We had a Windows 2008 Server Network Load balancing setup consisting of two Windows 2008 Servers wich had two NIC’s each. The Load Balancing was configured to use the one of the two Interfaces for dedicated Load balancing, the other interfaces were configured for normal network traffic as shown in the picture below.
The virtual cluster IP address responded if you send it a ping from another host on the same subnet that the cluster was installed on. However, if you were on another segment of the network it didn’t respond.
Originally we were send off track due to an issue with the vendor’s NIC Teaming solution that was enabled by default and had proved difficult to remove.
This however proved not be the cause of our problem with the NLB configuration not responding to off-subnet network locations.
What did prove to be the case is that in Windows 2008 Server NLB by default IP Forwarding is not enabled. This is the feature of Windows networking that, in the context of NLB, allows responses to requests sent to one NIC to be routed out the other. It can be enabled by using a netsh.exe command.

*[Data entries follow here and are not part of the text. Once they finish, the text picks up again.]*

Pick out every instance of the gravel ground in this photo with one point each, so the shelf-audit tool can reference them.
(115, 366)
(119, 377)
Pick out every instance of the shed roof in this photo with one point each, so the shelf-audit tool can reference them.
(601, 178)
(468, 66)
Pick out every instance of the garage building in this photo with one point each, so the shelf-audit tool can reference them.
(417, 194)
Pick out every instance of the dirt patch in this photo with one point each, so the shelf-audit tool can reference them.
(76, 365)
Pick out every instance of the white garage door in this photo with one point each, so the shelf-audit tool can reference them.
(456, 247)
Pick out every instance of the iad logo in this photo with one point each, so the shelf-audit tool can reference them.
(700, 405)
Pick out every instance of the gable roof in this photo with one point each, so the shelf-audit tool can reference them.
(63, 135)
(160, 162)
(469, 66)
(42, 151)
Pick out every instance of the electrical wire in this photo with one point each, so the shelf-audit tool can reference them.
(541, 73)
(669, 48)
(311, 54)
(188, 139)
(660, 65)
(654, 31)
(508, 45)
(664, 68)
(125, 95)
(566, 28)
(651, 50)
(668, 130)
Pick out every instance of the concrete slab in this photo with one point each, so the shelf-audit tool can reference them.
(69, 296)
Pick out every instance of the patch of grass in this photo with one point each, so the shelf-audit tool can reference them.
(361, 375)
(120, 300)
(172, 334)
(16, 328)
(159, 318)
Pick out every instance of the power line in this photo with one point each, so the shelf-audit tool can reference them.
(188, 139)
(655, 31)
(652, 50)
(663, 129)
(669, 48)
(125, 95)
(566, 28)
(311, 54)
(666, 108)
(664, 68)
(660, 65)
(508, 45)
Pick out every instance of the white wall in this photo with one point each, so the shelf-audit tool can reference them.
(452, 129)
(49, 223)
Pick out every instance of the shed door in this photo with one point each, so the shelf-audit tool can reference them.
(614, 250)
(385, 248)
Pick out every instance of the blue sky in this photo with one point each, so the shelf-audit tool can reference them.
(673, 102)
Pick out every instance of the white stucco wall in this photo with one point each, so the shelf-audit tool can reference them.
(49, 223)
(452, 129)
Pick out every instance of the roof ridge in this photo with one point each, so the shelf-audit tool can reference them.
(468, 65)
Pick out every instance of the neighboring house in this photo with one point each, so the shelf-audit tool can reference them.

“netsh interface ipv4 set int “[name of the NIC]” forwarding=enabled”
The command will respond with an “Ok.” and no reboot is required for the configuration to apply. This command has to be run on both machines and only for the interface configured for normal network traffic.
In this case the NLB became active immediately after running the commands on both machines. This little command is something that is good to remember when installing Windows Server 2008 NLB solutions and I for one will add it to my checklist.